Orthopedic Surgery for Glomus Tumor Treatment & Management
- Author: Seema N Varma, MD; Chief Editor: Harris Gellman, MD more...
Medical Therapy
Although surgical excision is the only definitive treatment, pain relief should be provided until the procedure is performed.
To destroy the tumor, therapeutic alternatives to surgical excision include sclerotherapy with sodium tetradecyl sulfate or laser treatment with an argon or carbon dioxide laser.[17, 26, 27]

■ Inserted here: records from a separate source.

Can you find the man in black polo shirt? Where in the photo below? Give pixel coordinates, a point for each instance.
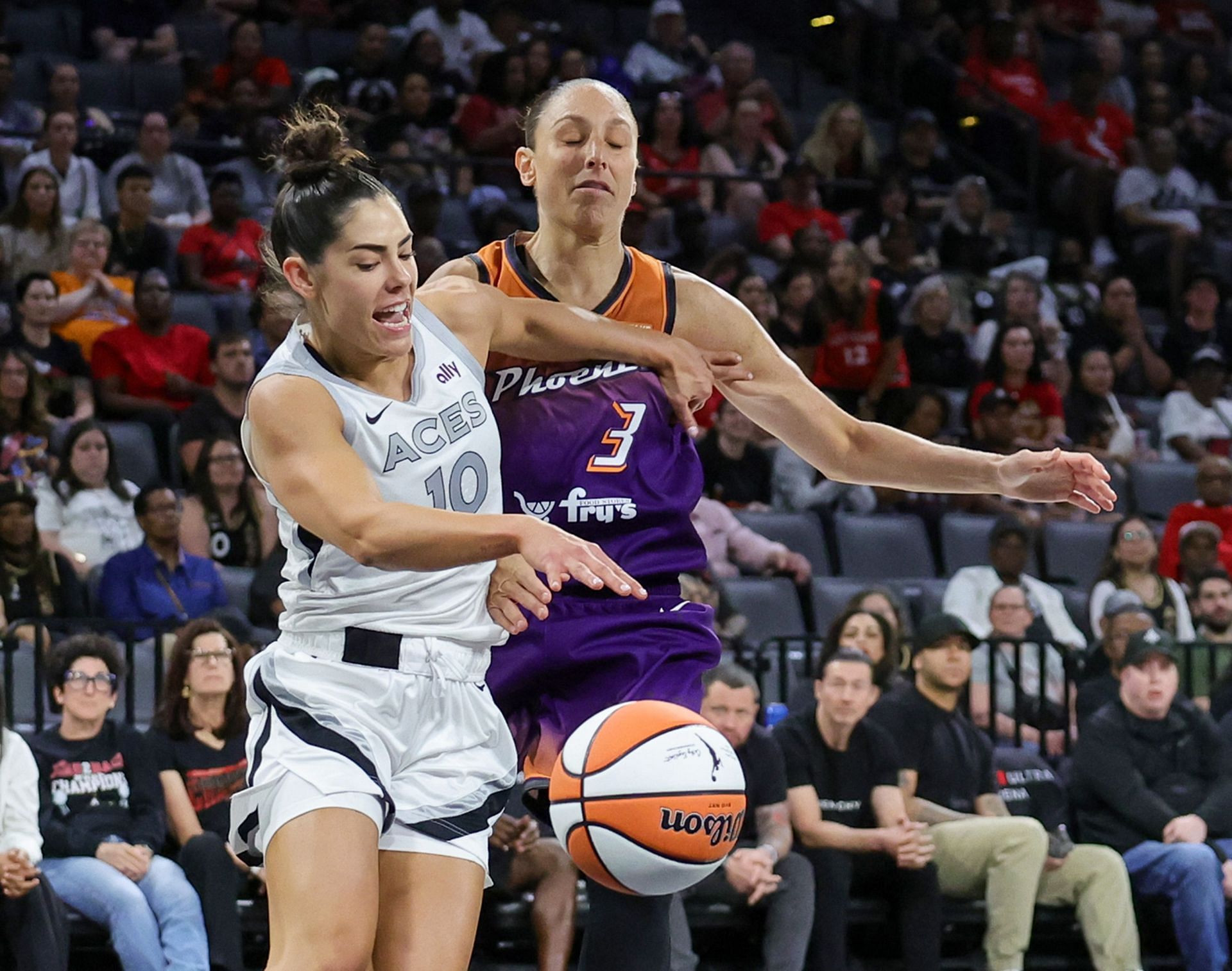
(948, 782)
(762, 870)
(71, 394)
(849, 815)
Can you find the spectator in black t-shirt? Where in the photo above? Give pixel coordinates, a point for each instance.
(849, 815)
(1202, 323)
(69, 391)
(736, 470)
(219, 411)
(936, 353)
(198, 747)
(762, 869)
(948, 779)
(137, 244)
(101, 816)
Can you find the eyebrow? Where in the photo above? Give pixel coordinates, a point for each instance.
(377, 248)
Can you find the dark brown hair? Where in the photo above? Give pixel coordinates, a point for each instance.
(173, 711)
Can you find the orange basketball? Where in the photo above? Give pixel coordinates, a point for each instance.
(647, 797)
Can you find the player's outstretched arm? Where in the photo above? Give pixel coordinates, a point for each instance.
(297, 446)
(786, 404)
(486, 319)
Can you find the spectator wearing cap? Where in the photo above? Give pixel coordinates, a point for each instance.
(969, 595)
(1133, 562)
(717, 108)
(1198, 421)
(1009, 696)
(849, 818)
(1214, 505)
(1152, 779)
(669, 56)
(731, 546)
(137, 242)
(948, 782)
(762, 872)
(158, 580)
(77, 175)
(1159, 205)
(178, 196)
(60, 362)
(35, 582)
(800, 206)
(1119, 330)
(1201, 324)
(1124, 616)
(1090, 142)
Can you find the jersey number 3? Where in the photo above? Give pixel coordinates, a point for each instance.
(619, 440)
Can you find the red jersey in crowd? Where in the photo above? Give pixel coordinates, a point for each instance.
(1018, 80)
(851, 351)
(1103, 137)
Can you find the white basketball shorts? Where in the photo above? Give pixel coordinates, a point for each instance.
(400, 729)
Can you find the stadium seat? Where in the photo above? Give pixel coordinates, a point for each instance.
(830, 595)
(965, 542)
(800, 532)
(1074, 552)
(770, 605)
(157, 87)
(237, 580)
(1161, 485)
(136, 455)
(195, 309)
(884, 546)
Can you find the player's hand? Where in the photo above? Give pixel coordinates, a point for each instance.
(1057, 477)
(515, 586)
(689, 376)
(562, 557)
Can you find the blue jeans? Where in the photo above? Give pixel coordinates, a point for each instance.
(1190, 875)
(155, 924)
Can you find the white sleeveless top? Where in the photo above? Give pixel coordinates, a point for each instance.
(438, 450)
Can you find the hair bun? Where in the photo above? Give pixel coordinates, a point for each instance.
(316, 144)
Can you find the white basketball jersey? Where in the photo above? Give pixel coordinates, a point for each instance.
(440, 450)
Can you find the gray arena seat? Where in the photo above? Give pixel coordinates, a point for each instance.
(800, 532)
(882, 546)
(136, 455)
(770, 605)
(1161, 485)
(1074, 552)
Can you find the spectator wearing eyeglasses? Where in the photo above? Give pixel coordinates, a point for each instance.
(1133, 562)
(158, 580)
(101, 818)
(227, 517)
(198, 747)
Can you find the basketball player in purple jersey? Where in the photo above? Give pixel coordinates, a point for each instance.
(592, 448)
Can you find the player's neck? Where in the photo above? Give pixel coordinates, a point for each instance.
(577, 269)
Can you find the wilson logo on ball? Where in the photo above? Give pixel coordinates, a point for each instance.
(721, 829)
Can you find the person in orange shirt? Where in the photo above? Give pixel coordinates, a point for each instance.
(90, 302)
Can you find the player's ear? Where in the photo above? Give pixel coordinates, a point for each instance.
(524, 160)
(300, 277)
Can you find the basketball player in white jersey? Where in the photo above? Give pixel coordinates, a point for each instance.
(377, 759)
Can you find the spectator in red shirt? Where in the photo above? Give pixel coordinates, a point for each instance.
(669, 142)
(223, 255)
(152, 369)
(1214, 505)
(737, 65)
(1090, 143)
(1016, 366)
(246, 58)
(780, 221)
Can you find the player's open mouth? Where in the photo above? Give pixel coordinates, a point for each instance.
(396, 318)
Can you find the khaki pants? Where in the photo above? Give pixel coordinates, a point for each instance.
(1002, 859)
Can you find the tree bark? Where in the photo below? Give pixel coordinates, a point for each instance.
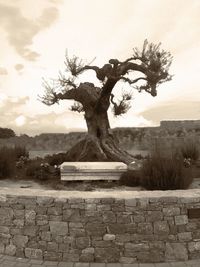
(99, 144)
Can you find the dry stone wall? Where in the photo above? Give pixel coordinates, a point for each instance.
(121, 227)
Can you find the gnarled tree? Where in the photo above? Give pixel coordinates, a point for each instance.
(150, 67)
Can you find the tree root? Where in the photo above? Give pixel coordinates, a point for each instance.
(95, 149)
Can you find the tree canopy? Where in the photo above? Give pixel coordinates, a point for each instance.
(144, 71)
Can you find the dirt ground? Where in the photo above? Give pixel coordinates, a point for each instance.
(80, 186)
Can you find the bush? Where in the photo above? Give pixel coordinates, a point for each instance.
(165, 173)
(20, 151)
(190, 150)
(7, 162)
(56, 159)
(130, 178)
(38, 170)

In one study, intralesional injections of hypertonic sodium chloride solution given in 4 sessions over 6 months were found to be effective.[28]
Surgical Therapy
Surgical excision of the tumor is the mainstay of treatment. Complete excision provides definitive treatment. For multiple glomus tumors, excision may be difficult because the tumors may be poorly circumscribed. Excision should be limited to symptomatic lesions.[17, 29, 30]
Preoperative Details
Because excision is a minimally invasive procedure, no specific preoperative workup is indicated if the diagnosis is clinically evident. The most crucial and challenging preoperative detail is exact localization of the glomus tumor. MRI may be helpful in this regard.[20]
In lesions on the trunk or an extremity, careful localization and marking are essential for complete and successful excision. The use of methylene blue just before surgery can be helpful.
Because multiple tumors occur in 25% of cases, careful clinical examination and, possibly, radiographic investigation should be conducted to look for additional tumors.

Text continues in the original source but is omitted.